Apple reported fiscal Q2 revenue of $111.2 billion, marking a 17% increase year over year. Diluted earnings per share hit $2.01, up 22%. CEO Tim Cook pointed to the company’s strongest-ever March quarter, citing “extraordinary demand” for the iPhone 17 lineup and yet another record in services. Apple
The iPhone still drives Apple’s results. Revenue from the device landed at $56.99 billion—just missing the $57.21 billion consensus—after production snags affected chips powering the new models, according to Reuters. “Off the charts” is how Cook described demand to Reuters, though he noted Apple’s supply-chain options weren’t as wide open as usual. Reuters
Mac revenue chipped in too. Apple pulled in $8.4 billion from Macs—topping forecasts of $8.02 billion—thanks in part to a few weeks’ worth of sales from the new MacBook Neo. The lower-priced laptop targets a slice of the market that’s been dominated by Google Chromebooks.
The June-quarter outlook did most of the heavy lifting, outshining the actual earnings beat. Apple’s forecast calls for fiscal third-quarter revenue growth between 14% and 17%, easily clearing analysts’ 9.5% target. Gross margin is pegged at 47.5% to 48.5%.
Apple’s services division—covering the App Store, Apple Music, and iCloud—hauled in $30.98 billion, topping what analysts had penciled in. Over in Greater China, revenue reached $20.5 billion, another beat, and a bit of a cushion for Apple amid tough competition from local phone makers pushing hard on both price and features.

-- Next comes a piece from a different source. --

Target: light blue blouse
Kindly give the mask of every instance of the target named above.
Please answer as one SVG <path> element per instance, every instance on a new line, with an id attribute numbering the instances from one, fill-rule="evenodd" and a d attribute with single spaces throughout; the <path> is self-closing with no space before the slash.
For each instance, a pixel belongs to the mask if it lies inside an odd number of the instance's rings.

Apple bumped up its quarterly dividend by 4%, taking it to 27 cents per share. Chief Financial Officer Kevan Parekh noted that operating cash flow topped $28 billion in the March quarter. The board signed off on a fresh $100 billion buyback authorization.
Apple tweaked its balance-sheet strategy as well. The company dropped its previous target of staying net cash neutral—no longer insisting that cash and debt balance out after borrowings. D.A. Davidson’s Gil Luria called the change a possible sign of increased flexibility and suggested it could reflect Parekh’s “new approach to treasury management.” Reuters
Still, the quarter came with caveats. Cook cautioned that rising memory prices will start biting from June. IDC’s Nabila Popal flagged a looming dilemma for Apple: how much of its pricing muscle can it really flex before risking share? “The key question” boils down to balancing price hikes against margins, Popal said. Reuters
Regulators aren’t letting up. Apple has turned to a New Delhi court, aiming to block an Indian antitrust investigation into its iPhone app marketplace. The country’s competition watchdog wants Apple’s financial data—information that could set the stage for penalties. According to Reuters, Apple warned it might be hit with fines as high as $38 billion.
The clock’s ticking for Ternus. Apple’s Worldwide Developers Conference is set for June 8-12, and the company promises a focus on AI, software, and developer tools — exactly where investors are looking for signs Apple can catch up to Microsoft and Alphabet, but still stick to its tight spending playbook.